Involuntary Dismissal; Effect. If the plaintiff fails to prosecute or to comply with these rules or a court order, a defendant may move to dismiss the action or any claim against it. Unless the dismissal order states otherwise, a dismissal under this subdivision (b) and any dismissal not under this rule - except one for lack of jurisdiction, improper venue, or failure to join a party under Rule 19 - operates as an adjudication on the merits.

Fed. R. Civ. P. 41(b).

A district court has the power to dismiss a claim of a plaintiff pursuant to Fed.R.Civ.P. 41(b) for failure to comply with an order of the court. See, e.g., Ghazali v. Moran, 46 F.3d 52, 53-54 (9th Cir.) (affirming district court's dismissal with prejudice of pro se prisoner's civil rights complaint for failure to comply with district court local rule providing failure of opposing party to file memorandum of points and authorities in opposition to any motion would constitute consent to granting motion), cert. denied, 516 U.S. 838 (1995); American Inmate Paralegal Assoc. v. Cline, 859 F.2d 59, 61 (8th Cir.) (dismissal with prejudice of inmate's civil rights action for failure to comply with court order not abuse of discretion), cert. denied, 488 U.S. 996 (1988). In upholding the district court's dismissal of a pro se plaintiff's civil rights case under Rule 41(b), the Court of Appeals for the Sixth Circuit noted that "dismissal is appropriate when a pro se litigant has engaged in a clear pattern of delay." Jourdan v. Jabe, 951 F.2d 108, 110 (6th Cir. 1991). The court further commented that "[w]hile pro se litigants may be entitled to some latitude when dealing with sophisticated legal issues, acknowledging their lack of formal training, there is no cause for extending this margin to straightforward procedural requirements that a layperson can comprehend as easily as a lawyer." Id. at 109. In short, a pro se litigant's failure to comply with a court order is not the same thing as "inartful pleading or a[ ] lack of legal training." Id. at 110.

Consistent with this reasoning, the federal courts in this Circuit have held that a pro se plaintiff's failure to respond to an opposing party's motion to dismiss or motion for summary judgment motion provides a basis for dismissing an action for failure to prosecute. See, e.g., Shipman v. Delaware, 381 Fed.App'x 162, 164 (3d Cir. 2010); Jackson v. U.S. Bankruptcy Court, 350 Fed.App'x 621, 625 (3d Cir. 2009) (concluding that District Court did not abuse its discretion in dismissing this case for failure to prosecute based on, inter alia, plaintiff's failure to respond to three pending motions to dismiss); Allen v. American Federation of Government Employees, 317 Fed.App'x 180, 181 (3d Cir. 2009) (holding that district court did not abuse its discretion in dismissing complaint without explicitly weighing the Poulis factors when plaintiff failed to file an amended complaint as ordered by the court); Gagliardi v. Courter, 144 Fed.App'x 267 (3d Cir. 2005) (holding that district court did not abuse its discretion by dismissing, for failure to prosecute, a complaint where plaintiff failed to respond to motion to dismiss for more than three months and plaintiff did not appear to have a meritorious cause of action); Muslim v. Frame, 854 F.Supp. 1215, 1221 (E.D. Pa. 1994); Wade v. Wooten, No. 90-2373, 1993 WL 298715, at *6 (E.D. Pa. July 30, 1993); Gay v. Wright, No. 90-0770, 1990 WL 145553, at *3-4 (E.D. Pa. Sept. 27, 1990); Padro v. Heffelfinger, 110 F.R.D. 333-35 (E.D. Pa. 1986).

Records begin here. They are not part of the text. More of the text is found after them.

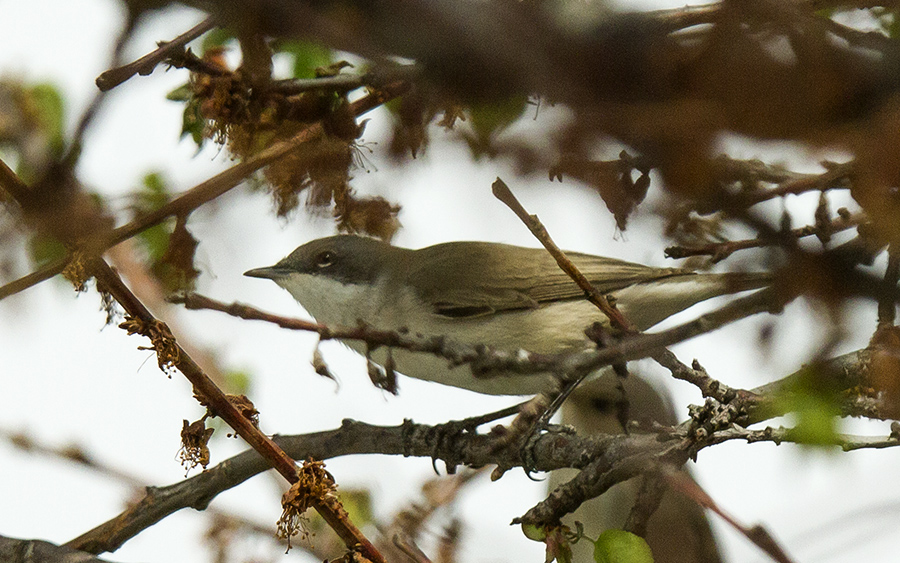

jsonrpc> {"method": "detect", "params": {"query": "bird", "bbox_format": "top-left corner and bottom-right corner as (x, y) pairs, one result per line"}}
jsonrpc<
(245, 235), (771, 395)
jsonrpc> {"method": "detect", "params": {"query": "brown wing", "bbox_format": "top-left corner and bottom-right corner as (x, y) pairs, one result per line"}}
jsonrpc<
(407, 242), (688, 317)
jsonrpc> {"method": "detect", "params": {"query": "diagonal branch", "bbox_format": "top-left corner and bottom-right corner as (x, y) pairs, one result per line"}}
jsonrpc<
(0, 81), (409, 300)
(96, 17), (216, 92)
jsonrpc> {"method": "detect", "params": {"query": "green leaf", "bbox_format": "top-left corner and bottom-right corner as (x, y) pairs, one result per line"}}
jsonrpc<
(28, 234), (66, 264)
(181, 98), (206, 151)
(468, 96), (528, 141)
(225, 370), (253, 395)
(27, 84), (65, 155)
(522, 523), (547, 542)
(201, 27), (235, 53)
(274, 40), (334, 78)
(166, 82), (194, 102)
(775, 365), (841, 446)
(594, 530), (653, 563)
(134, 172), (172, 263)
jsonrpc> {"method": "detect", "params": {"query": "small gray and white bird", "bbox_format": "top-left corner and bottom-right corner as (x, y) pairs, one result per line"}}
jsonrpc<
(245, 235), (770, 395)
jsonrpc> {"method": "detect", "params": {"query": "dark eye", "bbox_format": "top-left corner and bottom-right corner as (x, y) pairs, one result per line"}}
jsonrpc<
(316, 250), (334, 268)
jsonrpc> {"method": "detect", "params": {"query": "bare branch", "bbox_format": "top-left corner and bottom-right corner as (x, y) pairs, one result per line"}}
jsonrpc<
(96, 17), (216, 92)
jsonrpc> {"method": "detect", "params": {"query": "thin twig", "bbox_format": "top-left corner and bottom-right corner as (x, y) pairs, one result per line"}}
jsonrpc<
(96, 16), (216, 92)
(0, 82), (409, 300)
(665, 213), (866, 262)
(491, 178), (636, 333)
(0, 154), (384, 563)
(663, 470), (793, 563)
(79, 258), (385, 563)
(878, 244), (900, 328)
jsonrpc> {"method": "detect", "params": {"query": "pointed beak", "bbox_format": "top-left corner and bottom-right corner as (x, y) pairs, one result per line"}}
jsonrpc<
(244, 266), (290, 280)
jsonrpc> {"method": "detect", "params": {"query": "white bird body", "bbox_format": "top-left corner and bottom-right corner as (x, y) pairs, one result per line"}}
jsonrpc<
(247, 235), (768, 395)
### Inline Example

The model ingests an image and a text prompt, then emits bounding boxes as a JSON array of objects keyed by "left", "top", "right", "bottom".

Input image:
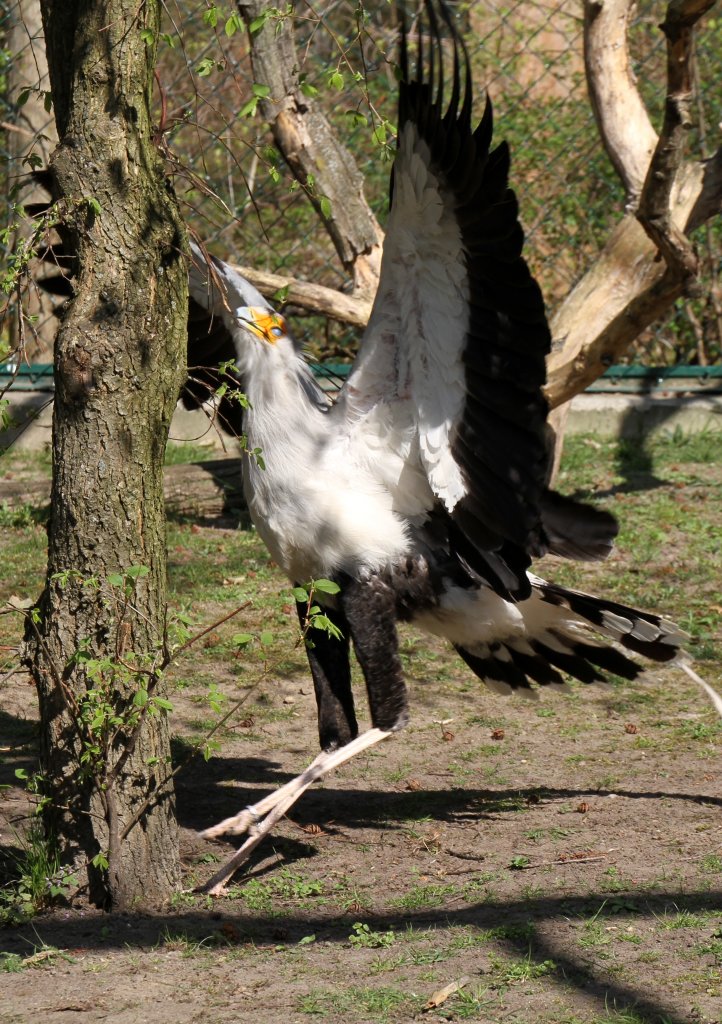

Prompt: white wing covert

In Poulis v. State Farm Fire & Casualty Co., 747 F.2d 863, 868 (3d Cir. 1984), the Court of Appeals for the Third Circuit set out a six-factor balancing test to guide a court's analysis as to whether to dismiss a claim as a sanction:

(1) extent of the party's personal responsibility;
(2) prejudice to the adversary;
(3) a history of dilatoriness;
(4) whether the conduct of the party or the attorney was willful or in bad faith;
(5) effectiveness of sanctions other than dismissal; and
(6) meritoriousness of the claim or defense.

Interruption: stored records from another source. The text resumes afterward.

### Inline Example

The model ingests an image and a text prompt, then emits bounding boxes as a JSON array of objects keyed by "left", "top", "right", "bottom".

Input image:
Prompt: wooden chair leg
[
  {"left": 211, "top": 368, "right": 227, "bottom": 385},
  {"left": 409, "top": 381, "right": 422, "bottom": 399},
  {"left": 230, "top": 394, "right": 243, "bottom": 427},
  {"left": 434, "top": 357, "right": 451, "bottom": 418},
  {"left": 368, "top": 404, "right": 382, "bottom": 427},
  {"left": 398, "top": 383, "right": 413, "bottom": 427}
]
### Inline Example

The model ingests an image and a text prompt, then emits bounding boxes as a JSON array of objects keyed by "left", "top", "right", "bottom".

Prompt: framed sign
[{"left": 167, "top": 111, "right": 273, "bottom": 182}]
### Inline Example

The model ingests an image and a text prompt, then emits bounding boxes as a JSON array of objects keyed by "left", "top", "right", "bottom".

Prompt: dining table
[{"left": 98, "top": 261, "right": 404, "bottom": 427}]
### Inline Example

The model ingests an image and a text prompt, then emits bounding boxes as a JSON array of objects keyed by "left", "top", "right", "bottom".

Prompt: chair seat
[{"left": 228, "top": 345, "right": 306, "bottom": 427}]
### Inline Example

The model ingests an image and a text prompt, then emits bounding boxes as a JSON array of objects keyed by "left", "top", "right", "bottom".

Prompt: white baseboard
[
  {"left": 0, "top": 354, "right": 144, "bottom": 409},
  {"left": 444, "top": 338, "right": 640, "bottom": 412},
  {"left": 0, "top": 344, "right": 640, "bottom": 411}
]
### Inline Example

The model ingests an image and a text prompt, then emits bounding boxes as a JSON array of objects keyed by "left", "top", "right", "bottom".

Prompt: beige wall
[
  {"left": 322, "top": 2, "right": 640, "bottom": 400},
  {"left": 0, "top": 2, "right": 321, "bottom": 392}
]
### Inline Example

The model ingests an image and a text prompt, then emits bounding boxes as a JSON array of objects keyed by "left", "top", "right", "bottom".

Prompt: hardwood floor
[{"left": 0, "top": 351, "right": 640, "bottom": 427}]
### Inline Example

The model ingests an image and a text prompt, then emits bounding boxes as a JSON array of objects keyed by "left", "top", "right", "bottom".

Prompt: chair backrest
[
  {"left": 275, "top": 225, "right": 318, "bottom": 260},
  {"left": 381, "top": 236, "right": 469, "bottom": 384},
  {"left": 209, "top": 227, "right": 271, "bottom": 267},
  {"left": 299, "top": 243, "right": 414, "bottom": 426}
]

In weighing the Poulis factors, the established presumption is that doubts should be resolved in favor of reaching a decision on the merits. Scarborough v. Eubanks, 747 F.2d 871, 878 (3d Cir. 1984). Notwithstanding, although a court must balance the six factors, it need not find that all factors are met before it may dismiss an action with prejudice. Hoxworth v. Blinder, Robinson & Co., 980 F.2d 912 (3d Cir. 1992) (court applies some or all of the six-part test in reviewing sanction orders that deprive a party of the right to proceed with or defend against a claim); Mindek v. Rigatti, 964 F.2d 1369, 1373 (3d Cir. 1992) (it is not necessary that all of the factors point toward a default before that sanction will be upheld). Under these directives, this Court will analyze the present action to determine whether it should be dismissed based on Plaintiff's failure to prosecute.

First, in consideration of the Plaintiff's responsibility, the court notes that the Plaintiff is proceeding pro se. Thus, Plaintiff is solely responsible for his failure to respond.

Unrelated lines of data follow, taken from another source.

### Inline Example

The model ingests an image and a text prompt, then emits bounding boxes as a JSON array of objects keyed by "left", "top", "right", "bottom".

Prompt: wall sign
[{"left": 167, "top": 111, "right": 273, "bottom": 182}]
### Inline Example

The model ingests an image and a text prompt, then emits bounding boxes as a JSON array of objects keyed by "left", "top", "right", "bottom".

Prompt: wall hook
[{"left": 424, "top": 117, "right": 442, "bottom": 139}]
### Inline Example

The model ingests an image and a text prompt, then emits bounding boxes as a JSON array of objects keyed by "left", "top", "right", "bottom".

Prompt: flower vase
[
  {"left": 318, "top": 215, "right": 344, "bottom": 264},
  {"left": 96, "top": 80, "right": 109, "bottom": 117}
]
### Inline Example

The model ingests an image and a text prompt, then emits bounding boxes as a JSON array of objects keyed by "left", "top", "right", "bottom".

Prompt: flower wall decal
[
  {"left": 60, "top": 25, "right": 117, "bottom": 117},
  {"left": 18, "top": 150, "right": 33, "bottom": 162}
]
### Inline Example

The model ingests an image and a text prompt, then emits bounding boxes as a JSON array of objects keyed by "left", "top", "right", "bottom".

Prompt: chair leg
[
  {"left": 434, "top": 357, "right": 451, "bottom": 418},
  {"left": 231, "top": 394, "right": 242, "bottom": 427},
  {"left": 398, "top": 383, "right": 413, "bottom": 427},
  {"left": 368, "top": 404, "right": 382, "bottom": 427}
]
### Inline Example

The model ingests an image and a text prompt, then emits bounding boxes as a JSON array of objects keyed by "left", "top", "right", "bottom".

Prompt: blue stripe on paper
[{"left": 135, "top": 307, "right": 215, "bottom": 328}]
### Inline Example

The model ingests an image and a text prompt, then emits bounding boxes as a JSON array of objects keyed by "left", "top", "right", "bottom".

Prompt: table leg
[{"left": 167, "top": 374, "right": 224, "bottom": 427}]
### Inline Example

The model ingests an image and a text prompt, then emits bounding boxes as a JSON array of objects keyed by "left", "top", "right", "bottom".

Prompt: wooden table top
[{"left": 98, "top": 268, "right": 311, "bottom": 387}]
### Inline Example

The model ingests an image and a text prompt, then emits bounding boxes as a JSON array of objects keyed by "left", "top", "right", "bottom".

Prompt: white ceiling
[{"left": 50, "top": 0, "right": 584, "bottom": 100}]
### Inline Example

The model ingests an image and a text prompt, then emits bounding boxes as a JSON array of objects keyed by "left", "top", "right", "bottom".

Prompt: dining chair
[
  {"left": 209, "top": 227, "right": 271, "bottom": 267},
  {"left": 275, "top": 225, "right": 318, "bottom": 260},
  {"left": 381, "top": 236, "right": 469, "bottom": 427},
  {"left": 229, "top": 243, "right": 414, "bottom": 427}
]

Secondly, Plaintiff has prejudiced Defendant Nicoletti as he has been forced to have this matter hanging over him for over two years. The remaining three defendants have not even been notified of the matter and are prejudiced by a number of things including the fact that the passage of time will make it more difficult to have full recall of events, to contact witnesses and to gather documentation. This is sufficient evidence, in the Court's view, to indicate that Plaintiff does not intend to proceed with this case in a timely fashion. Fourthly, Plaintiff's failure to respond is willful. There is no indication that he failed to receive the order set forth above. The responsibility for his failure to respond to the order in question is Plaintiff's alone. Accordingly, the court can infer that this failure is willful. Fifth, there are no alternative sanctions which would adequately punish the plaintiff for his failure to prosecute the case; imposing a monetary sanction would not be effective as he appears to be impecunious.

At least five of the six Poulis factors weigh heavily in favor of dismissal. Accordingly, it is respectfully recommended that this action be dismissed without prejudice for Plaintiff's failure to prosecute it. To the extent Plaintiff disagrees, he should file objections to this recommendation forthwith.

III. CONCLUSION

Based on the discussion above, it is respectfully recommended that this action be dismissed for failure to prosecute.

In accordance with the Magistrate Judges Act, 28 U.S.C. ยง 636(b)(1)(B) & (C), and the Local Rules, the parties are allowed fourteen (14) days from the date of service to file written objections to this report. Any party opposing the objections shall have 14 days from the date of service of the objections to respond thereto. Failure to timely file objections will constitute a waiver of any appellate rights.